Let $\operatorname{\mathcal{C}}$ be a category. Recall that a functor $\mathscr {F}: \operatorname{\mathcal{C}}^{\operatorname{op}} \rightarrow \operatorname{Set}$ is representable if there exists an object $Y \in \operatorname{\mathcal{C}}$ and an element $y \in \mathscr {F}(C)$ with the following universal property: for every object $X \in \operatorname{\mathcal{C}}$, evaluation on $y$ induces a bijection $\operatorname{Hom}_{\operatorname{\mathcal{C}}}(X,Y) \rightarrow \mathscr {F}(X)$. Unwinding the definitions, we see that this is equivalent to the requirement that the pair $(Y,y)$ is a final object of the category of elements $\int ^{\operatorname{\mathcal{C}}} \mathscr {F}$ introduced in Variant 5.5.1.2. This motivates the following:

Definition 7.1.2.1. Let $U: \widetilde{\operatorname{\mathcal{C}}} \rightarrow \operatorname{\mathcal{C}}$ be a right fibration of $\infty$-categories. We say that $\widetilde{\operatorname{\mathcal{C}}}$ is represented by an object $Y \in \operatorname{\mathcal{C}}$ if there exists a final object $\widetilde{Y} \in \widetilde{\operatorname{\mathcal{C}}}$ satisfying $U( \widetilde{Y} ) = Y$. In this case, we say that $\widetilde{Y}$ exhibits $\widetilde{\operatorname{\mathcal{C}}}$ as a right fibration represented by $Y$. We say that a right fibration $U: \widetilde{\operatorname{\mathcal{C}}} \rightarrow \operatorname{\mathcal{C}}$ is representable if it it is represented by some object of $\operatorname{\mathcal{C}}$: that is, if the $\infty$-category $\widetilde{\operatorname{\mathcal{C}}}$ has a final object.
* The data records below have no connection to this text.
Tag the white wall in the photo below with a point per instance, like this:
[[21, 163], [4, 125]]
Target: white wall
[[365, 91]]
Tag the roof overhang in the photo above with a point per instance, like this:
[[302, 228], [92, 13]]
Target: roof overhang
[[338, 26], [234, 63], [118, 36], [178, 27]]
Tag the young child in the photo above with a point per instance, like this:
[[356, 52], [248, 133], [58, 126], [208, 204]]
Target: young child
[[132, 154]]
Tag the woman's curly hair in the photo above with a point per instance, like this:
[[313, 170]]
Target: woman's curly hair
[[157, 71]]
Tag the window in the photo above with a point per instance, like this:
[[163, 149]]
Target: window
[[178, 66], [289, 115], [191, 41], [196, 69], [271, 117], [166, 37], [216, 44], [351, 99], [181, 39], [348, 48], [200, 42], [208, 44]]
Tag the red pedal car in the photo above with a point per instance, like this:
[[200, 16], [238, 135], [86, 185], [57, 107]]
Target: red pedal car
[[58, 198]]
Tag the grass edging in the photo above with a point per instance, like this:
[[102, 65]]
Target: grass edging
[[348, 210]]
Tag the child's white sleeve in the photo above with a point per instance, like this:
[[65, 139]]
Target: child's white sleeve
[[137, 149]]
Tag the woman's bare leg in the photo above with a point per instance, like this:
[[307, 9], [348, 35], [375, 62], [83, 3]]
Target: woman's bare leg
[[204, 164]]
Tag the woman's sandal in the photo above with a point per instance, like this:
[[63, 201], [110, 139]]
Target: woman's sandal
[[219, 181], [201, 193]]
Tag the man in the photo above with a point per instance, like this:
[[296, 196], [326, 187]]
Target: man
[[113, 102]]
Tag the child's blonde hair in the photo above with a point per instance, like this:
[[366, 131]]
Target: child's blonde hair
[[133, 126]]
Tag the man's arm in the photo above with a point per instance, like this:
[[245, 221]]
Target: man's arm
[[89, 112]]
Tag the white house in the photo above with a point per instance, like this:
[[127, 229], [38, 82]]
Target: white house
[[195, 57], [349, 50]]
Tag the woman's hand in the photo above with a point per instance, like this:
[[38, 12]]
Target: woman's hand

Variant 7.1.2.2. Let $U: \widetilde{\operatorname{\mathcal{C}}} \rightarrow \operatorname{\mathcal{C}}$ be a left fibration of $\infty$-categories. We say that $\widetilde{\operatorname{\mathcal{C}}}$ is corepresented by an object $X \in \operatorname{\mathcal{C}}$ if there exists an initial object $\widetilde{X} \in \widetilde{\operatorname{\mathcal{C}}}$ satisfying $U( \widetilde{X} ) = X$. In this case, we say that $\widetilde{X}$ exhibits $\widetilde{\operatorname{\mathcal{C}}}$ as a left fibration corepresented by $X$. We say that a left fibration $U: \widetilde{\operatorname{\mathcal{C}}} \rightarrow \operatorname{\mathcal{C}}$ is corepresentable if it it is corepresented by some object of $\operatorname{\mathcal{C}}$: that is, if the $\infty$-category $\widetilde{\operatorname{\mathcal{C}}}$ has an initial object.

Example 7.1.2.3. Let $\operatorname{\mathcal{C}}$ be an $\infty$-category. Then the identity functor $\operatorname{id}_{\operatorname{\mathcal{C}}}: \operatorname{\mathcal{C}}\rightarrow \operatorname{\mathcal{C}}$ is both a left fibration and a right fibration. An object $Y \in \operatorname{\mathcal{C}}$ represents the right fibration $\operatorname{id}_{\operatorname{\mathcal{C}}}$ if and only if $Y$ is a final object of $\operatorname{\mathcal{C}}$, and corepresents the left fibration $\operatorname{id}_{\operatorname{\mathcal{C}}}$ if and only if $Y$ is an initial object of $\operatorname{\mathcal{C}}$.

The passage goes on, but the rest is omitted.